McCall, C., & Singer, T. (2015). Facing off with unfair others: Introducing proxemic imaging as an implicit measure of approach and avoidance during social interaction. PLoS One, 10(2): e0117532. doi:10.1371/journal.pone.0117532.


Cite as: http://hdl.handle.net/21.11116/0000-0004-A210-2
Abstract
Nonverbal behavior expresses many of the dynamics underlying face-to-face social interactions, implicitly revealing one’s attitudes, emotions, and social motives. Although research has often described nonverbal behavior as approach versus avoidant (i.e., through the study of proxemics), psychological responses to many social contexts are a mix of these two. Fairness violations are an ideal example, eliciting strong avoidance-related responses such as negative attitudes, as well as strong approach-related responses such as anger and retaliation.
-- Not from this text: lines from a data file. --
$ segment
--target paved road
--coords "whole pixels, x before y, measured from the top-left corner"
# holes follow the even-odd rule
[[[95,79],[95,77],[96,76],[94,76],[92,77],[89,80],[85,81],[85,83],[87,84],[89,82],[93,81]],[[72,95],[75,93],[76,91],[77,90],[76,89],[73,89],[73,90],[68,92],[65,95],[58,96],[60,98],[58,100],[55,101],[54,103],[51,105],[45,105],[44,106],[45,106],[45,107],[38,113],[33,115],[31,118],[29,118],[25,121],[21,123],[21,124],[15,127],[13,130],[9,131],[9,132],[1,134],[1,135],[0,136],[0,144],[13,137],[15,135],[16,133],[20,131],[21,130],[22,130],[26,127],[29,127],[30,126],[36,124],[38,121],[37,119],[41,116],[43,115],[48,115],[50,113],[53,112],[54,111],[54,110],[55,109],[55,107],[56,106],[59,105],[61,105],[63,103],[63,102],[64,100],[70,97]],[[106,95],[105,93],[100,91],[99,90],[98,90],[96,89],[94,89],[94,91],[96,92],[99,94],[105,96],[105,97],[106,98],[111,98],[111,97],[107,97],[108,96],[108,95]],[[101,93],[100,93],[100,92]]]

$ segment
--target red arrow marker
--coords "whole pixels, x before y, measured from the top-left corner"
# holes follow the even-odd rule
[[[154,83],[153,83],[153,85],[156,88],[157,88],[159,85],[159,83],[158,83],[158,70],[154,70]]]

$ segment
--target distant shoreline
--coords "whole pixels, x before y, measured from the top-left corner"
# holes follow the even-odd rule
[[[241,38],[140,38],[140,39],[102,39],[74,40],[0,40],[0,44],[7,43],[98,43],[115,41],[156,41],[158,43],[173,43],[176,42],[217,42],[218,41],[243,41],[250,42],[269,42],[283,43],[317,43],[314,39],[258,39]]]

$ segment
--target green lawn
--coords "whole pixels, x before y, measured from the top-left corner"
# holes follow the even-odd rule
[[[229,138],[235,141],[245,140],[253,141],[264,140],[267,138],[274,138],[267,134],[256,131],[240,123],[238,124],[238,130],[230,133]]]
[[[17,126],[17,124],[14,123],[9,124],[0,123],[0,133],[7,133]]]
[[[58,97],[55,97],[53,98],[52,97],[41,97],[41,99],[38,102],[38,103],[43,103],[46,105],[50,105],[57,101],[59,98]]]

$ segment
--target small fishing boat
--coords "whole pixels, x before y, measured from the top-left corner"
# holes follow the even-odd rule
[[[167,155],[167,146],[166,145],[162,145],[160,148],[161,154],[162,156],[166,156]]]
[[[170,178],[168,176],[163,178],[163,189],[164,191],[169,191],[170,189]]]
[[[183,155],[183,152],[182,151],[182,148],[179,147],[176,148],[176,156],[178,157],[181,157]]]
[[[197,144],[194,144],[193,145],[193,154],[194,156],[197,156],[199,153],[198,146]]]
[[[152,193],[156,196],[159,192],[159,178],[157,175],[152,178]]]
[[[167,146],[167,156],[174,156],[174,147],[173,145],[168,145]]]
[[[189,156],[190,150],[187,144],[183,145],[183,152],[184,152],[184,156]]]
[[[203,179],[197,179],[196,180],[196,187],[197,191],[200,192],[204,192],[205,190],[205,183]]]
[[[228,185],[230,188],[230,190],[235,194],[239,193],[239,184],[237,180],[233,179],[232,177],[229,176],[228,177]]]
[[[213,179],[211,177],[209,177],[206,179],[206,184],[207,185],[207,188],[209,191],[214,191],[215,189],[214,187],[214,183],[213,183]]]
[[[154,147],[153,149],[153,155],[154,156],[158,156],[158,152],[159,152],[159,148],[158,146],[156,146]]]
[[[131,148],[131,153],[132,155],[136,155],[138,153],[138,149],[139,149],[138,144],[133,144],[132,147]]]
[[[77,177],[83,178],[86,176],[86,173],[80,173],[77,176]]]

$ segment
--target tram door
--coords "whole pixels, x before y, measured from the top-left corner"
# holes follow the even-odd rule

As such, nonverbal behavior toward unfair others is difficult to predict in discrete approach versus avoidance terms. Here we address this problem using proxemic imaging, a new method which creates frequency images of dyadic space by combining motion capture data of interpersonal distance and gaze to provide an objective but nuanced analysis of social interactions. Participants first played an economic game with fair and unfair players and then encountered them in an unrelated task in a virtual environment. Afterwards, they could monetarily punish the other players. Proxemic images of the interactions demonstrate that, overall, participants kept the fair player closer. However, participants who actively punished the unfair players were more likely to stand directly in front of those players and even to turn their backs on them. Together these patterns illustrate that fairness violations influence nonverbal behavior in ways that further predict differences in more overt behavior (i.e., financial punishment). Moreover, they demonstrate that proxemic imaging can detect subtle combinations of approach and avoidance behavior during face-to-face social interactions.